AUTHOR=Leech Tony , Gill Tim , Hughes Sarah , Benton Tom TITLE=The Accuracy and Validity of the Simplified Pairs Method of Comparative Judgement in Highly Structured Papers JOURNAL=Frontiers in Education VOLUME=7 YEAR=2022 URL=https://www.frontiersin.org/journals/education/articles/10.3389/feduc.2022.803040 DOI=10.3389/feduc.2022.803040 ISSN=2504-284X ABSTRACT=

Comparative judgement (CJ) is often said to be more suitable for judging exam questions inviting extended responses, as it is easier for judges to make holistic judgements on a small number of large, extended tasks than a large number of smaller tasks. On the other hand, there is evidence it may also be appropriate for judging responses to papers made up of many smaller structured tasks.
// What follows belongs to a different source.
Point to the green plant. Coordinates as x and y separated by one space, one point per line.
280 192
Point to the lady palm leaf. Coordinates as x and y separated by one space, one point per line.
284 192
We report on two CJ exercises on mathematics and science exam papers, which are constructed mainly of highly structured items. This is to explore whether judgements processed by the simplified pairs version of CJ can approximate the empirical difference in difficulty of pairs of papers. This can then be used to maintain standards between exam papers. This use of CJ, not its other use as an alternative to marking, is the focus of this paper. Within the exercises discussed, panels of experienced judges looked at pairs of scripts, from different sessions of the same test, and their judgements were processed via the simplified pairs CJ method. This produces a single figure for the estimated difference in difficulty between versions. We compared this figure to the difference obtained from traditional equating, used as a benchmark. In the mathematics study the difference derived from judgement via simplified pairs closely approximated the empirical equating difference. However, in science, the CJ outcome did not closely align with the empirical difference in difficulty. Reasons for the discrepancy may include the differences in the content of the exams or the specific judges. However, clearly, comparative judgement need not lead to an accurate impression of the relative difficulty of different exams. We discuss self-reported judge views on how they judged, including what questions they focused on, and the implications of these for the validity of CJ. Processes used when judging papers made up of highly structured tasks were varied, but judges were generally consistent enough. Some potential challenges to the validity of comparative judgement are present with judges sometimes using re-marking strategies, and sometimes focusing attention on subsets of the paper, and we explore these. A greater understanding of what judges are doing when they judge comparatively brings to the fore questions of judgement validity that remain implicit in marking and non-comparative judgement contexts.